One of the most common questions we get is, “how is pancreatic cancer staged?” We are therefore updating our previous Blog posting of December 14th, 2010 on staging. Staging is so very important for two reasons. First, proper staging helps determine the most appropriate treatment a patient should receive. Cancers that are low stage (confined to the pancreas) are often best treated surgically, while cancers that are high stage (which have spread to organs outside of the pancreas) are typically best treated with chemotherapy and/or radiation therapy. Second, stage is an important prognostic indicator. While no two patients are alike, staging can provide a rough estimate of the typical life expectancy for patients with similar cancers. It should absolutely be noted that there are always exceptions, and that some patients live much longer than one would have predicted from their stage, while others succumb to their disease faster than one would have predicted from their stage.

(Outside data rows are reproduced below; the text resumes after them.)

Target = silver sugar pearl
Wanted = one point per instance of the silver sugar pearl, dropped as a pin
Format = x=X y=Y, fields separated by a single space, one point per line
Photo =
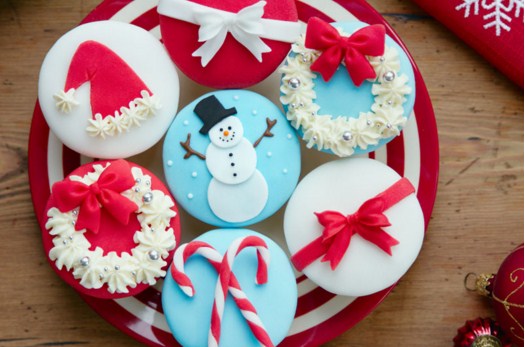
x=147 y=198
x=294 y=83
x=84 y=261
x=153 y=255
x=389 y=76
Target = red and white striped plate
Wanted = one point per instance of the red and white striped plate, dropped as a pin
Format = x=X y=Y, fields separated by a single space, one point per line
x=320 y=316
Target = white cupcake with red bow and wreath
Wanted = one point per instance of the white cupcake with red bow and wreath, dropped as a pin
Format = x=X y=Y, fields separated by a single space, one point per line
x=229 y=43
x=111 y=228
x=347 y=87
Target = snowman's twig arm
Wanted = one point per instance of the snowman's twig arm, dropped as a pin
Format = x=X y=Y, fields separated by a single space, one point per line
x=190 y=151
x=267 y=133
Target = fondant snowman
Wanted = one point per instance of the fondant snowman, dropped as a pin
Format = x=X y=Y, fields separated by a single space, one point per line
x=237 y=191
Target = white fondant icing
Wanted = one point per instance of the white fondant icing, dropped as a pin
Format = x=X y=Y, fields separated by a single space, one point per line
x=126 y=270
x=342 y=134
x=232 y=165
x=151 y=63
x=342 y=186
x=240 y=202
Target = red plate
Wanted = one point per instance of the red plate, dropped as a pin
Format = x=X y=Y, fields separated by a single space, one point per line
x=320 y=316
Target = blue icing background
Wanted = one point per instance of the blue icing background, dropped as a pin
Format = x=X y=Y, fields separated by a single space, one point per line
x=339 y=96
x=275 y=301
x=278 y=157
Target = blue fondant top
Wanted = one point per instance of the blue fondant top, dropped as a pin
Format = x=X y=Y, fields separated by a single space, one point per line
x=189 y=318
x=203 y=187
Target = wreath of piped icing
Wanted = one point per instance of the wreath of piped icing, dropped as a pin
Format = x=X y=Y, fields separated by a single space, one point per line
x=146 y=261
x=341 y=134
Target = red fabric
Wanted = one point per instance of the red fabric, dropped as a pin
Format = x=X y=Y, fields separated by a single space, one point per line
x=114 y=84
x=368 y=41
x=105 y=193
x=501 y=45
x=368 y=222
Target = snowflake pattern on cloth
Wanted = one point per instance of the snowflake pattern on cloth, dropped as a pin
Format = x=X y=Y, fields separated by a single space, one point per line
x=497 y=13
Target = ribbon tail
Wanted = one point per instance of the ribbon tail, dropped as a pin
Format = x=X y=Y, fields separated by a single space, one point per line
x=89 y=215
x=252 y=43
x=208 y=50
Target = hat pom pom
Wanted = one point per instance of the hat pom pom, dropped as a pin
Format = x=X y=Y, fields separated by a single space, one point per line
x=65 y=101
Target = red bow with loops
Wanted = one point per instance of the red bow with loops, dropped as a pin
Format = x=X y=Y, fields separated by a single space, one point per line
x=368 y=41
x=368 y=222
x=102 y=194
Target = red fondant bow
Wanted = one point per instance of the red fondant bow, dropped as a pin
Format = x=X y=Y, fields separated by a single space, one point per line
x=104 y=193
x=353 y=50
x=368 y=222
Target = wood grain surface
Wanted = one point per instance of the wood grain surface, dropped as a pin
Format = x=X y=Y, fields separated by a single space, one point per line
x=477 y=220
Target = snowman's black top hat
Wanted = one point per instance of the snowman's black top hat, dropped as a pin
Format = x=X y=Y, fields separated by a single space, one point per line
x=211 y=112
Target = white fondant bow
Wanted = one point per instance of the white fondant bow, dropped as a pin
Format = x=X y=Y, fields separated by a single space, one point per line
x=246 y=26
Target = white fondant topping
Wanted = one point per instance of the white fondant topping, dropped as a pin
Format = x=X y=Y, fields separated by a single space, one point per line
x=241 y=202
x=126 y=270
x=342 y=134
x=139 y=110
x=65 y=100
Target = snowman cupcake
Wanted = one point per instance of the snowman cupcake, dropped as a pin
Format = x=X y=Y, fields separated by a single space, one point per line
x=231 y=158
x=347 y=88
x=110 y=229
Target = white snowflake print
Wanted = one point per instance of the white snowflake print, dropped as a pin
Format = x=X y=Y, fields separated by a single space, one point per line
x=497 y=14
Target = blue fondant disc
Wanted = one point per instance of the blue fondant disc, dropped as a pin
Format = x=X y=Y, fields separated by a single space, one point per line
x=189 y=318
x=206 y=188
x=341 y=97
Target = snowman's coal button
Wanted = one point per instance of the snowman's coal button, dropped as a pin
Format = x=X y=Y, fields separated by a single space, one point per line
x=349 y=194
x=273 y=302
x=103 y=97
x=232 y=192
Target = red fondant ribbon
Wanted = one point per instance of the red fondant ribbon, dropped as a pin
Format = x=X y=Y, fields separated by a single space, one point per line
x=368 y=41
x=368 y=222
x=104 y=193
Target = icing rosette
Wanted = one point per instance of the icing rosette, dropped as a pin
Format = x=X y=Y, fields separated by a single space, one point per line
x=111 y=229
x=346 y=87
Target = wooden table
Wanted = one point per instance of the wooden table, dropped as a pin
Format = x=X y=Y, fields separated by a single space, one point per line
x=477 y=220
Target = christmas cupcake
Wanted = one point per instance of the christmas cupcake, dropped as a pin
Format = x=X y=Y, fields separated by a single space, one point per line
x=231 y=159
x=108 y=89
x=347 y=87
x=354 y=226
x=111 y=229
x=230 y=288
x=230 y=43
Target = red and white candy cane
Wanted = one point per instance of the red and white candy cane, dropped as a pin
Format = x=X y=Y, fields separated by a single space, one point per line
x=223 y=266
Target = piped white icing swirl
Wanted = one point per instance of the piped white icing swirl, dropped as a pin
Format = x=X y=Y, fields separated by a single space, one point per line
x=71 y=249
x=342 y=134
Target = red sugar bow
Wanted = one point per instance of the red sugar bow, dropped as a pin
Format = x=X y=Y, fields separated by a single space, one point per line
x=368 y=41
x=102 y=194
x=368 y=222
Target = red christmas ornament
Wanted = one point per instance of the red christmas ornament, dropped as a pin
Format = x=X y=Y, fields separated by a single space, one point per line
x=481 y=332
x=506 y=290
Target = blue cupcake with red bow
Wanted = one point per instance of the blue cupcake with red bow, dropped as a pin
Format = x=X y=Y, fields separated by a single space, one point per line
x=348 y=88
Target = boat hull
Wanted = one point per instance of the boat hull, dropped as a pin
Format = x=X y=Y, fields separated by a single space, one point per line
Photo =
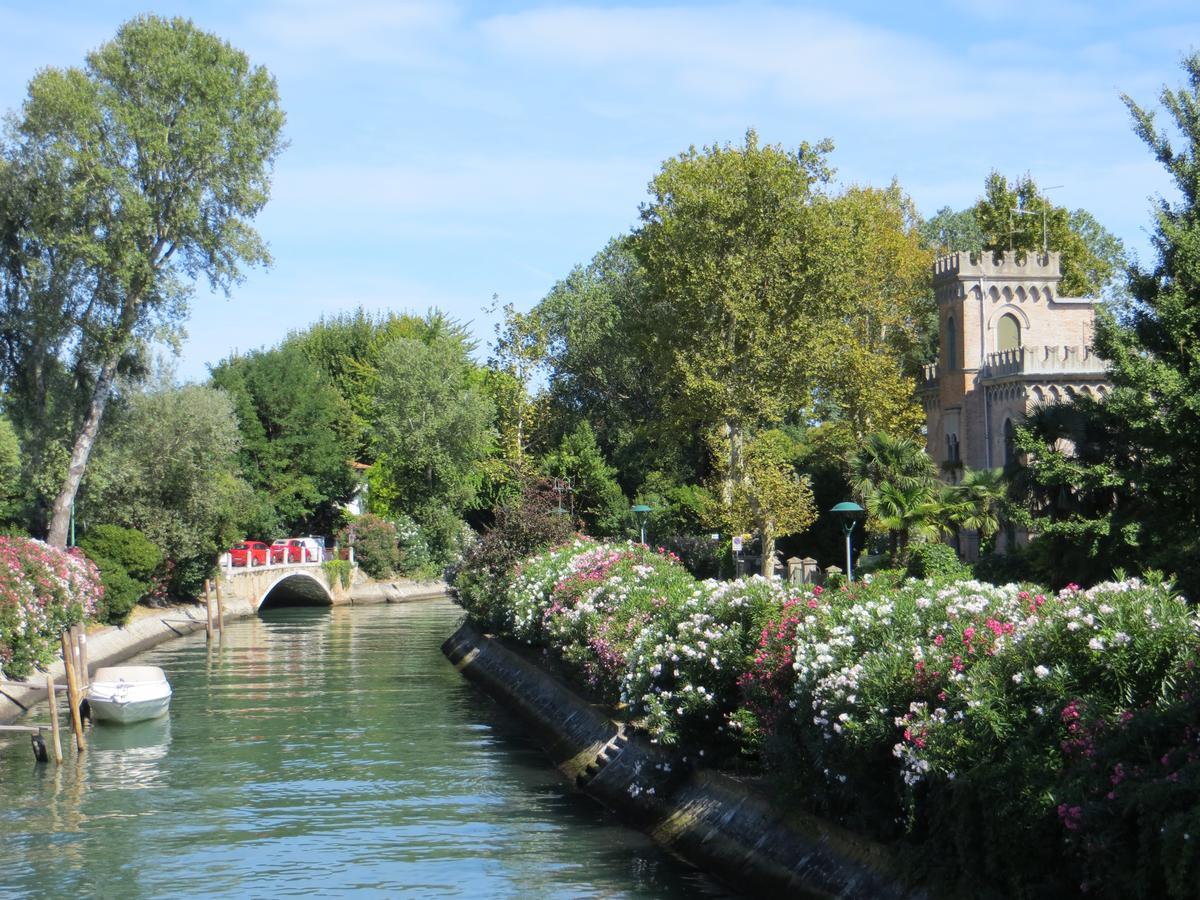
x=129 y=694
x=111 y=711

Because staging is so very important, we have updated our web pages that describe the proper staging of pancreatic cancer (http://pathology.jhu.edu/pc/DiagStaging.php). These updated pages provide new illustrations (an example of which is shown above) of the Seventh Edition Staging from the American Joint Committee on Cancer (AJCC). Details on staging can be found at: http://www.cancerstaging.org/
The staging of tumors of the pancreas uses the TNM staging system.
“T” in this system designates the extent of the primary tumor in the pancreas.
T0 No evidence of a primary tumor
Tis Carcinoma in situ (a precancerous lesion, such as an intraductal papillary mucinous neoplasm with high-grade dysplasia)
T1 Tumor limited to the pancreas and 2 cm or less in size
T2 Tumor limited to the pancreas and greater than 2 cm in size
T3 Tumor extends beyond the pancreas but it does not involve the blood vessels of the celiac axis or the superior mesenteric artery (two arteries that run close to the pancreas)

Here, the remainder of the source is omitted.